The hardest part of having so many health issues is thinking about the future and what it brings. For the past 4 years now, I have woken up in pain nearly every day. It's hard to think of the possibility of this continuing in the future. I'm sure that it will, there's not been a new break through that has shown any hope of my pain streak ending any time soon. It's really not fair that I've had to endure this, though I would rather I be the one that endures this, rather than anybody else, because I wouldn't even wish this pain on my worst enemy.
I always think about my wedding day, and if the pain is going to haunt me then. And how about when I have kids, and my kid's wedding? What will become of me then? The hardest part about all this is when I think about all of that..

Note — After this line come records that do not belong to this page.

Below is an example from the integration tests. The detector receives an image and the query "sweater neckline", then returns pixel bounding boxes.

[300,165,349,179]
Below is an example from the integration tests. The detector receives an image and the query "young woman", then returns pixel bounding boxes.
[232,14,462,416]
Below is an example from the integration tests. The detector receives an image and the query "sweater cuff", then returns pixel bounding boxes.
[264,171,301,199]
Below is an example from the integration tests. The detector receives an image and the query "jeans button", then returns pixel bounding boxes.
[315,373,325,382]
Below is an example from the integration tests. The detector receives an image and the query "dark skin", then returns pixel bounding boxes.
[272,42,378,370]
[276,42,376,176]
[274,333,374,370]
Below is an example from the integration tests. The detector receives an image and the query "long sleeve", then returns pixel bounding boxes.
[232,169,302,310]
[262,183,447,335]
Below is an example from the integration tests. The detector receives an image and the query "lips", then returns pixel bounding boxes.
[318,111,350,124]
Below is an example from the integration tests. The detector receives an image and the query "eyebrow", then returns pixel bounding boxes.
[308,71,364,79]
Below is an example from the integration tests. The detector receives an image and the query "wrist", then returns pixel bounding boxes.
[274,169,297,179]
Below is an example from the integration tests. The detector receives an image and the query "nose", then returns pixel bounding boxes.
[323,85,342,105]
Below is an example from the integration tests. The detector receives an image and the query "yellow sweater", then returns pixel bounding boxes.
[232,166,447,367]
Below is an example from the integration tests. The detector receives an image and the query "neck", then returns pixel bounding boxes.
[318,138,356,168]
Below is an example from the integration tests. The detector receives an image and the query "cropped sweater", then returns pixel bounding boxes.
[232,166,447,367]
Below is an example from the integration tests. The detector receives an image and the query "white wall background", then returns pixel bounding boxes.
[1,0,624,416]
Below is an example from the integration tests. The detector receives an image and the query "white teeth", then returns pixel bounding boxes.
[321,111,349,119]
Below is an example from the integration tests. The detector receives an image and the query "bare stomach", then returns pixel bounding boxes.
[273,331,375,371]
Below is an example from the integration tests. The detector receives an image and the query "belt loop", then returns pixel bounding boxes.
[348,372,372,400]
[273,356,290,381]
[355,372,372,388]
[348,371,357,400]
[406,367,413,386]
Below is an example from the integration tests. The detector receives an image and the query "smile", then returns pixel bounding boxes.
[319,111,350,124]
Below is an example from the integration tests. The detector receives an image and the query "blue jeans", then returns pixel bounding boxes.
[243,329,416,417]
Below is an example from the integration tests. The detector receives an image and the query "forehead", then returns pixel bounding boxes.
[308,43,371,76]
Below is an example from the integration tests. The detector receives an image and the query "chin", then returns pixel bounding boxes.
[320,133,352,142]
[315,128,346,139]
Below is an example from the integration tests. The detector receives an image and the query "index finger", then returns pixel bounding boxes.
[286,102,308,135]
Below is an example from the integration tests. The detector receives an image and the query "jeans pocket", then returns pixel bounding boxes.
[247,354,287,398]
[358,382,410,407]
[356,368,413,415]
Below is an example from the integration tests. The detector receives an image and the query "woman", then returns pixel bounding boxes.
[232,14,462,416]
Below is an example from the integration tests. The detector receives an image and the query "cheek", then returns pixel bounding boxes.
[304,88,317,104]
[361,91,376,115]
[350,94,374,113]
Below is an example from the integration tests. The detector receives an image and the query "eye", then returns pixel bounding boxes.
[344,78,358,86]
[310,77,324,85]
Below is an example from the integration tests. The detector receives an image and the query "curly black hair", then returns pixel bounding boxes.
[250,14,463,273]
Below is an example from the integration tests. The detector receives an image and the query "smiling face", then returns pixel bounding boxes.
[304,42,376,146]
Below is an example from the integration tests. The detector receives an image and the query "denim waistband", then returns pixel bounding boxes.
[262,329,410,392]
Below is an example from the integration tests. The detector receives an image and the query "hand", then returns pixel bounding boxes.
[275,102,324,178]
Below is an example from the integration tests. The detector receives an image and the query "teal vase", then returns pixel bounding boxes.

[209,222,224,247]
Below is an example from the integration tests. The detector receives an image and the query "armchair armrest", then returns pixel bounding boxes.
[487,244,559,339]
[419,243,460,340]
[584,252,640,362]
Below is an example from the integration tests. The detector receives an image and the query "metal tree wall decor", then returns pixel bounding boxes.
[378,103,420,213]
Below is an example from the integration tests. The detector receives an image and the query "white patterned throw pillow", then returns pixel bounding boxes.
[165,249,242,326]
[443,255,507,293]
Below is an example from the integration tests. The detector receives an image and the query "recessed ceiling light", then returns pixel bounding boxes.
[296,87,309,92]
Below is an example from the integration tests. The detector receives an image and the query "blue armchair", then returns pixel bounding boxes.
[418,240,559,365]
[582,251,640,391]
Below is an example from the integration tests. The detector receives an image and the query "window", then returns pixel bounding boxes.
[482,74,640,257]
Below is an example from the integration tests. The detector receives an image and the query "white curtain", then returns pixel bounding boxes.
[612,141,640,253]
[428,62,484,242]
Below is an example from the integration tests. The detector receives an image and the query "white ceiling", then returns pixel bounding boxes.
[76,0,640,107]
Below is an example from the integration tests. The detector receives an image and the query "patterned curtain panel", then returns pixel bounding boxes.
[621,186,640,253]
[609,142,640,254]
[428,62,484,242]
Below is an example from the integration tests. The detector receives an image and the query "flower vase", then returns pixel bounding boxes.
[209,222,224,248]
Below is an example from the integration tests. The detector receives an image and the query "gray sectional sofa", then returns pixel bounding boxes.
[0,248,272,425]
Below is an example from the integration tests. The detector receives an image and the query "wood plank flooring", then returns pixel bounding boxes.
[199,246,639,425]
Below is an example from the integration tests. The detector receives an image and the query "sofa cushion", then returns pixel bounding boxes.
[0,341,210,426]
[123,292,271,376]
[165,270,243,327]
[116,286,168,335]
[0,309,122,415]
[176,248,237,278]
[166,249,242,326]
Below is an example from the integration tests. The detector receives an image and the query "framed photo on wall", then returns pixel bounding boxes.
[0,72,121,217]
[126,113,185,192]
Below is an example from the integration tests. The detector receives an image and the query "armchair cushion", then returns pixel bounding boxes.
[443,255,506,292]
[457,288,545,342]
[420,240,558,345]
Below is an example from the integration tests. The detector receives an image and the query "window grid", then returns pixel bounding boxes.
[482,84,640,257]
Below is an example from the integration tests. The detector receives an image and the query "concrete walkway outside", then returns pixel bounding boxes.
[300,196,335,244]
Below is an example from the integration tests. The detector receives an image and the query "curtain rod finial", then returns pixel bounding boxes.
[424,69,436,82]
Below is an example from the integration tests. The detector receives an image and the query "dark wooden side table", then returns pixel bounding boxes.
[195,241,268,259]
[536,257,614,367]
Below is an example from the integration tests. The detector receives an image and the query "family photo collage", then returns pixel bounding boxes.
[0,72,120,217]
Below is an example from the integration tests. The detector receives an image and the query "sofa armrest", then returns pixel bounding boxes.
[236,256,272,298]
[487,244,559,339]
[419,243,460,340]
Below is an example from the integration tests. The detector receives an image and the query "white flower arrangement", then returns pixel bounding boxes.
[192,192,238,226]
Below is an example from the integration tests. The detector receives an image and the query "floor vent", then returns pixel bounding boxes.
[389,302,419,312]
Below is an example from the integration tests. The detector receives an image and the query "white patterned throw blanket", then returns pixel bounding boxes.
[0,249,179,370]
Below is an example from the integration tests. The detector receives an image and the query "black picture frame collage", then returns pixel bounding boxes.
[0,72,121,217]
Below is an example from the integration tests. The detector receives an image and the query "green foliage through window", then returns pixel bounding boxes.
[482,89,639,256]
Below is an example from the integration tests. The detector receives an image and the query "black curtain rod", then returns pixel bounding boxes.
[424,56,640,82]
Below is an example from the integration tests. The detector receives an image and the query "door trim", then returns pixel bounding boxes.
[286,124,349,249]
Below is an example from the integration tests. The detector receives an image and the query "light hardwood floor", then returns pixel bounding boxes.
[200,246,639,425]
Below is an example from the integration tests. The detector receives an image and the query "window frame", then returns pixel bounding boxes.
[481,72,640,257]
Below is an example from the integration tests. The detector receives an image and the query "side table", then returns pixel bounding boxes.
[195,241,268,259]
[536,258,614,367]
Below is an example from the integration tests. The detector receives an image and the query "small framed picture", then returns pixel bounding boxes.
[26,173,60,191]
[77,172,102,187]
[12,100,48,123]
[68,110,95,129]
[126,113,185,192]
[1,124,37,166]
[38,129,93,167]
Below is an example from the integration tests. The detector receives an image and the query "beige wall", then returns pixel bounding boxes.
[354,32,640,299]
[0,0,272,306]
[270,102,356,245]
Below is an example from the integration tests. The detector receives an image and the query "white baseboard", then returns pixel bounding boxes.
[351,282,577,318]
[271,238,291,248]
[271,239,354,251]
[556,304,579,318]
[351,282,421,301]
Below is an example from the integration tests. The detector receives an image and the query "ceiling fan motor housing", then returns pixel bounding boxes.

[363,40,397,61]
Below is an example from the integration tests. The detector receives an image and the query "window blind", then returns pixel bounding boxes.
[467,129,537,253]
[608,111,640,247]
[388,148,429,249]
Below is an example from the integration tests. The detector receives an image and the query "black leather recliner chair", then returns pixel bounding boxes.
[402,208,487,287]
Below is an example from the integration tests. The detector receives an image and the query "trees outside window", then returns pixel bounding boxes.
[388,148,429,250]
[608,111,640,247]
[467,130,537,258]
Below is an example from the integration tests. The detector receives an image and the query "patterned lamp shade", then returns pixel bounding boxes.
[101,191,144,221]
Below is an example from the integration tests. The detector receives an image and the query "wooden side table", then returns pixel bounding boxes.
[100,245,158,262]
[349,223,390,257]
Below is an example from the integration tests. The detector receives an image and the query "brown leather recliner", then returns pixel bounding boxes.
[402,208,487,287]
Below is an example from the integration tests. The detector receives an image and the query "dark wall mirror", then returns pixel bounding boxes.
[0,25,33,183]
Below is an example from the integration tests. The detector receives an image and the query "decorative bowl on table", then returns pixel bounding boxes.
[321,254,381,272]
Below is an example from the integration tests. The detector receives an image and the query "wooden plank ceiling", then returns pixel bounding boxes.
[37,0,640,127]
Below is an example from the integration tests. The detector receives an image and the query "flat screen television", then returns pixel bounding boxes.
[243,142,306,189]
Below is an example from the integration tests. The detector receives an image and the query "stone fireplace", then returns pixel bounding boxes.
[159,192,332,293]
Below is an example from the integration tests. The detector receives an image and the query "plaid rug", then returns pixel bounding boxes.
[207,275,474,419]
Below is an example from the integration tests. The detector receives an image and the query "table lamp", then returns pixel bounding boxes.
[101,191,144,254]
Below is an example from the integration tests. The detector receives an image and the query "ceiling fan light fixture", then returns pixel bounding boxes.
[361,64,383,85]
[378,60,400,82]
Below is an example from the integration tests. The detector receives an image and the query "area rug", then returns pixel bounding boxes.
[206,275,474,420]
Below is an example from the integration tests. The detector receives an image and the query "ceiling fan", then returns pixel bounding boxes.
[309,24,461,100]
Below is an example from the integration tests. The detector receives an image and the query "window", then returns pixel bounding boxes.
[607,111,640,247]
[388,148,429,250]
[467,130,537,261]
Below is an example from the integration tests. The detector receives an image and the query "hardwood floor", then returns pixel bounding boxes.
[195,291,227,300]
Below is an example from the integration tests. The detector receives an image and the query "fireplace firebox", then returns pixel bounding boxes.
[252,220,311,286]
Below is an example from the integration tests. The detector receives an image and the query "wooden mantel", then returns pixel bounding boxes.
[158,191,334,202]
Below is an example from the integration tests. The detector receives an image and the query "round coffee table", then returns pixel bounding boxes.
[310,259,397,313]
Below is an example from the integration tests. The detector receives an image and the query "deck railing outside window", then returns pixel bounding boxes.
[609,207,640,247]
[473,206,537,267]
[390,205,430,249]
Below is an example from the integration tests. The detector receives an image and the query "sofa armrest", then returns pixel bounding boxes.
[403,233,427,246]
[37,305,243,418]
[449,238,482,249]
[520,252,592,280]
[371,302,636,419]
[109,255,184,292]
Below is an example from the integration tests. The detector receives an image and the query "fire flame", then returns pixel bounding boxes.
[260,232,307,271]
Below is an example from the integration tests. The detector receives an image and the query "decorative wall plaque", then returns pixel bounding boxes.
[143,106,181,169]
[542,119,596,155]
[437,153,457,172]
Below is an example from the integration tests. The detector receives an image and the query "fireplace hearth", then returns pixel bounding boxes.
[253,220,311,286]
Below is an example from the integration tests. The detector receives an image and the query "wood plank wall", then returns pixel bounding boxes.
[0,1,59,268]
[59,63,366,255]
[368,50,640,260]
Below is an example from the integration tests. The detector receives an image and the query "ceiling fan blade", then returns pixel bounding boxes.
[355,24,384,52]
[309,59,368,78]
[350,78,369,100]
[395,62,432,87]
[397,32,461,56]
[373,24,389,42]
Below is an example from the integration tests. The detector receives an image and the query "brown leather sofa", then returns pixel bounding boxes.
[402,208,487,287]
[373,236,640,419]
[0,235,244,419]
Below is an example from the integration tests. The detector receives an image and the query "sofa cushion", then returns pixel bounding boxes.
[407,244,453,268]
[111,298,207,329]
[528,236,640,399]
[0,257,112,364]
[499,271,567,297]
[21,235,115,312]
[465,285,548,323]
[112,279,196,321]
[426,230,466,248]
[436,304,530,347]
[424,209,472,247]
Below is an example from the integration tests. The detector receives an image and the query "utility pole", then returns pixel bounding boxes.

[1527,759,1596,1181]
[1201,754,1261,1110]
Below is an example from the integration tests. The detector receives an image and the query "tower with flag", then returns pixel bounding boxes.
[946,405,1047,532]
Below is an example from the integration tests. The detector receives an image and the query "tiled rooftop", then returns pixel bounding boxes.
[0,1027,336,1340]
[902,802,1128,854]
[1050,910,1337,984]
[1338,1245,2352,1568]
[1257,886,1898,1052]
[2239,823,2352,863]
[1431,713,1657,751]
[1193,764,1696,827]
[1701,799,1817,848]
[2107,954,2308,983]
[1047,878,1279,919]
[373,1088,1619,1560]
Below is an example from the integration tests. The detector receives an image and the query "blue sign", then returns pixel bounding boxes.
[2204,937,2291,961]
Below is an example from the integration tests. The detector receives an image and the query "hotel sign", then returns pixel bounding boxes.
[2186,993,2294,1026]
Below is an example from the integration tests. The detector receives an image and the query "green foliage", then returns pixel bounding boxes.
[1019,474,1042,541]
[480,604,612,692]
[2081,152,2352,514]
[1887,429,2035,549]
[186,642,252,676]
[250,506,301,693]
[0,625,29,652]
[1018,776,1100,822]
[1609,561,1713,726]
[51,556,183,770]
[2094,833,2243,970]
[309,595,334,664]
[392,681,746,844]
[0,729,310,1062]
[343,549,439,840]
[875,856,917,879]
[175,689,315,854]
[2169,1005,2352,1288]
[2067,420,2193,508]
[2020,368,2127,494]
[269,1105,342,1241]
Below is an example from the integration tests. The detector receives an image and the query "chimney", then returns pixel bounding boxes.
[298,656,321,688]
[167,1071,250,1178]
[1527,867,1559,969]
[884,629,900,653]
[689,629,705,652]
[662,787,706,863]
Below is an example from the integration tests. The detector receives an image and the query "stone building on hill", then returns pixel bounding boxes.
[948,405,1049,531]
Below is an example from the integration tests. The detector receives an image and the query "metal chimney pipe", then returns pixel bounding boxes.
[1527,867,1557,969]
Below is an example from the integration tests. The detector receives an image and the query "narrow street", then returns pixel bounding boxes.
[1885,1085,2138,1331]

And maybe the hardest part about all of it is, is my determination to fight it all, to want to be normal so bad, that I'll fight through every bit of pain just to do what normal people can do: to work out, to hike, to care for the kids I watch. Sometimes, I can barely wear a shirt, but because all the other girls are wearing skin tight shirts, guess what I'll be doing. Or maybe it's my normal work out day and I don't feel good, but I won't let down my work out partners, because I just can't do that to them, or myself. Maybe this determination is good for me because it helps me get through everything. But maybe it isn't..maybe it just makes it all worse..
Before you make your snide little comments about how I can't do something that you can do, because of my health, when it's something that I am actually quite capable of doing, just realize that you've just now challenged me to do it 10x better than you, because I'm not that asshole who judges the sick. I might be sick, but because I'm mentally determined, I might just be way more capable than you are. It's hard enough that I have to struggle with not being able to do something, and having a rather large ego does conflict with that, but in addition to this, having "friends" who make comments about how I cannot complete tasks due to my health really irks me.
I can, and I will do everything that any normal pain-free person can do, just you watch. Be on the lookout, for I am not backing down.